C’est dans cette dynamique que s’inscrit la Fondation du Zoo d’Anvers, créée en 2019 par la Société Royale Zoologie d’Anvers, avec pour mission de renforcer la conservation des espèces dans leurs milieux naturels. L’organisation, encore peu connue de nombreux acteurs nationaux, ambitionne de développer une approche intégrée combinant conservation de la faune, mécanismes de financement innovants et implication des communautés locales.
Après ce cadrage introductif, une photo de famille a été organisée, suivie d’une pause-café qui a permis aux participants d’échanger de manière informelle. La séance a ensuite repris avec la présentation détaillée de la vision et de la mission de l’AZF en République démocratique du Congo. Les intervenants ont insisté sur deux espèces prioritaires au cœur des programmes : le bonobo et l’okapi, considérés comme des espèces phares de la biodiversité congolaise et de la conservation internationale.
Les discussions ont ensuite abordé les mécanismes de financement innovants développés par la fondation, notamment les crédits biodiversité. Le projet pilote “Crédit Bonobo”, mis en œuvre depuis 2024 dans la localité de Lisoko, a été présenté comme une expérience expérimentale en périphérie de la Réserve de faune de Lomako-Yokokala, dans le territoire de Befale, province de la Tshuapa. Ce dispositif vise à associer les communautés locales et peuples autochtones à la protection des écosystèmes à travers des mécanismes d’incitation liés à la conservation.
La Réserve de faune de Lomako-Yokokala, au centre de cette initiative, est cogérée dans le cadre d’un partenariat entre l’AZF et l’Institut congolais pour la conservation de la nature (ICCN). Les intervenants ont rappelé les termes de ce partenariat et les premières actions déjà engagées sur le terrain, tout en soulignant les défis liés à la consolidation des dynamiques communautaires.
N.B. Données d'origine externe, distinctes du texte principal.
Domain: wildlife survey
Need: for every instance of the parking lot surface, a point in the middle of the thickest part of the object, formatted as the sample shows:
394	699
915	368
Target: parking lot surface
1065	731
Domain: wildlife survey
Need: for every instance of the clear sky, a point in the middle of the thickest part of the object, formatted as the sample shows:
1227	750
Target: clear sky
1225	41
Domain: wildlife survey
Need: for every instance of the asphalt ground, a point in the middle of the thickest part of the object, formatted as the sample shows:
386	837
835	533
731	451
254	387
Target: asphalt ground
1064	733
Un représentant de la Présidence de la République est ensuite intervenu pour inscrire ces initiatives dans la vision nationale du Couloir Vert Kivu-Kinshasa, présenté comme un axe stratégique majeur de conservation et de connectivité écologique en République démocratique du Congo.
La séance, qui s’est poursuivie dans un climat d’échanges techniques et institutionnels, a également ouvert la réflexion sur de futures collaborations entre l’AZF et d’autres acteurs du secteur environnemental. Plusieurs participants ont relevé la nécessité de renforcer la visibilité de la fondation sur le terrain congolais, malgré l’existence de projets déjà opérationnels.
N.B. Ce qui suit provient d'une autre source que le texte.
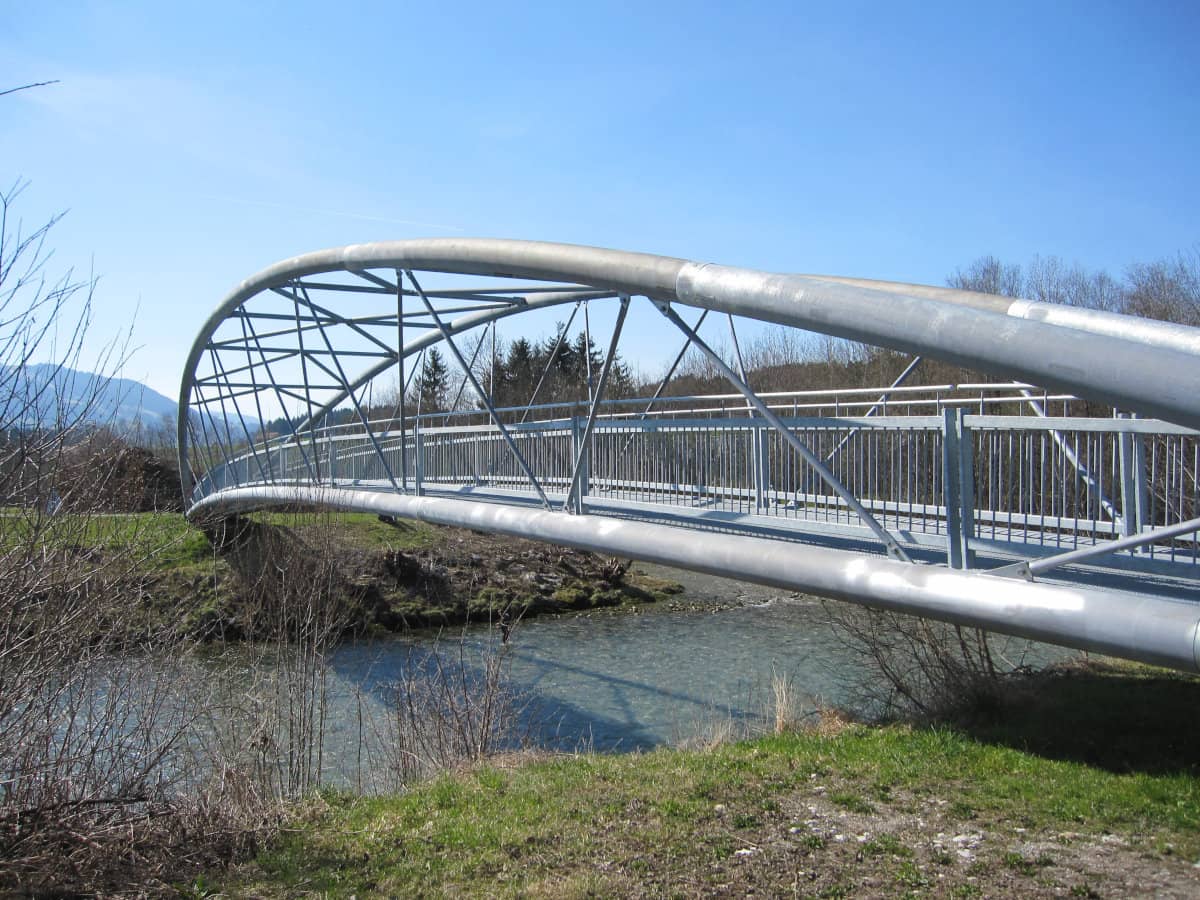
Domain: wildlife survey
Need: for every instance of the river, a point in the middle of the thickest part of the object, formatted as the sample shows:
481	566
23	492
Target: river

Les travaux se sont clôturés aux environs de 12h30, après une synthèse du modérateur et un cocktail de clôture. La journée s’est achevée sans déclaration finale formelle, mais avec un consensus apparent sur la nécessité de renforcer les synergies autour de la conservation des espèces emblématiques et des écosystèmes forestiers de la République démocratique du Congo.